The results for the evaluation of different outline constraints on image quality have shown that uncertainties in defining the patient/phantom outline are not a significant obstacle when implementing the proposed method. This method is based on the assumption that the patient scattering dominates over detector, gantry, and surrounding environment scattering, which is true in human imaging. In this initial test of the proposed method, we carried out this work in 2D, and only the coincidences scattered within phantom were selected to show the principle of the proposed method and at the same time to reduce the complexity of the mathematics. This approach could be implemented in 3D where it could be of even greater value.
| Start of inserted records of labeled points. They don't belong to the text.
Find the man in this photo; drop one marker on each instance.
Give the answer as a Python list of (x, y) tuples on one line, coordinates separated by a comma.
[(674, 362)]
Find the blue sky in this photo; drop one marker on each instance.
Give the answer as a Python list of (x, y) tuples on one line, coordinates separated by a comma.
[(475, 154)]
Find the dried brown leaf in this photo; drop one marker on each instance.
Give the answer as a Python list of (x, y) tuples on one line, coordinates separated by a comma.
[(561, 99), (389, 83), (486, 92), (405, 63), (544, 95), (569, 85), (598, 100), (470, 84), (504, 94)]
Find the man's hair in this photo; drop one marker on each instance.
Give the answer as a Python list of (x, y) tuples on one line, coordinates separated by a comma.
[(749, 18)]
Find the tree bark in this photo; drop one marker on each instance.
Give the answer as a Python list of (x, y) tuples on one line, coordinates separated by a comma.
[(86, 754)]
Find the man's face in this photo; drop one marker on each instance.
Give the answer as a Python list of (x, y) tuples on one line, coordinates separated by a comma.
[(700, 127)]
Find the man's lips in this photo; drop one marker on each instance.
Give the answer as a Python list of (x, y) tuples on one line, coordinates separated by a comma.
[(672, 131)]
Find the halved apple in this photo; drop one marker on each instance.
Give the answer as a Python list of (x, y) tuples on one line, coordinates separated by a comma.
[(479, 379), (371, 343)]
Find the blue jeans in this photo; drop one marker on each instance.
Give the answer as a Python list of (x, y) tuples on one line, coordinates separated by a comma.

The TCA are calculated using the detector positions and the scattering angle which is closely related to the scattered photon energy using Compton equation. The accuracy with which the locus of the TCA assigns the possible scattering positions and encompasses the annihilation position will therefore depend on the energy resolution of the detectors. The area defined using a scattered photon energy with a large uncertainty may not encompass its annihilation position or may overestimate the confined area, resulting in artifacts or blurring of the reconstructed images. The effects of energy resolution on the proposed method will be investigated in the future work.

5. Conclusion

Previous work demonstrated that scattered coincidences can be directly included in the reconstruction process. The results of this study show that further improvements in the contrast and noise properties of the reconstructed images can be made by including the patient outline in the reconstruction algorithm as a constraint. While these results are promising, we are currently investigating ways of correcting for attenuation and improving the limited energy resolution of current detectors, both of which will need to be resolved before scatter reconstruction can be used for clinical applications.

Acknowledgments

This work was supported in part by CancerCare Manitoba Foundation, University of Manitoba, and Natural Sciences and Engineering Research Council of Canada.